Death Without Company cover

Death Without Company

Walt Longmire • Book 2

4.22 Goodreads
(28.3K ratings)

Why You'll Love This

A poisoned woman, a buried past, and a Wyoming sheriff who can't let either one go — Johnson makes small-town crime feel genuinely consequential.

  • Great if you want: a grounded, character-driven mystery rooted in place and community
  • The experience: unhurried but absorbing — the cold landscape seeps into every page
  • The writing: Johnson's prose is dry, wry, and quietly confident — never showy
  • Skip if: you prefer fast-paced thrillers over mood-heavy, deliberate mysteries

About This Book

When a Basque woman dies quietly in a Wyoming nursing home, it might look like nothing — except Walt Longmire doesn't believe it. The sheriff of Absaroka County starts pulling at a thread that leads back fifty years and into the kind of buried pain that small communities spend generations trying to forget. Craig Johnson understands that the most dangerous secrets aren't the ones people shout — they're the ones that have been kept so long they've calcified into silence.
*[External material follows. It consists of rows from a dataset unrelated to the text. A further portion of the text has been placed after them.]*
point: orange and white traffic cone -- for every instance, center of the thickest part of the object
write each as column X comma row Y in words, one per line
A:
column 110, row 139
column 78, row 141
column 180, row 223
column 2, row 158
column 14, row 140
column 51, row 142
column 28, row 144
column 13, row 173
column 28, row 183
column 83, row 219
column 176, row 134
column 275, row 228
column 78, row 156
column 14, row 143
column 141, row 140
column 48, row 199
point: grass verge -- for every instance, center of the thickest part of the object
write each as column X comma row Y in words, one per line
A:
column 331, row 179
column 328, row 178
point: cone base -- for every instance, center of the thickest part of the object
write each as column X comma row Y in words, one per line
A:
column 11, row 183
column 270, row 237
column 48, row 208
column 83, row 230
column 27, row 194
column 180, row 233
The stakes here aren't just about solving a murder; they're about whether the truth is owed to the dead even when the living would rather let it stay buried.

Johnson writes the high plains of Wyoming the way other authors write their best characters — with specificity, affection, and an honest reckoning with its harshness. His prose moves at the unhurried pace of the landscape itself, which turns out to be exactly right: the slower you go, the more you see. Walt is shrewd company, dry-humored and quietly wounded, and Johnson's second novel deepens both the man and his world with the confidence of a writer who knows exactly where he's going.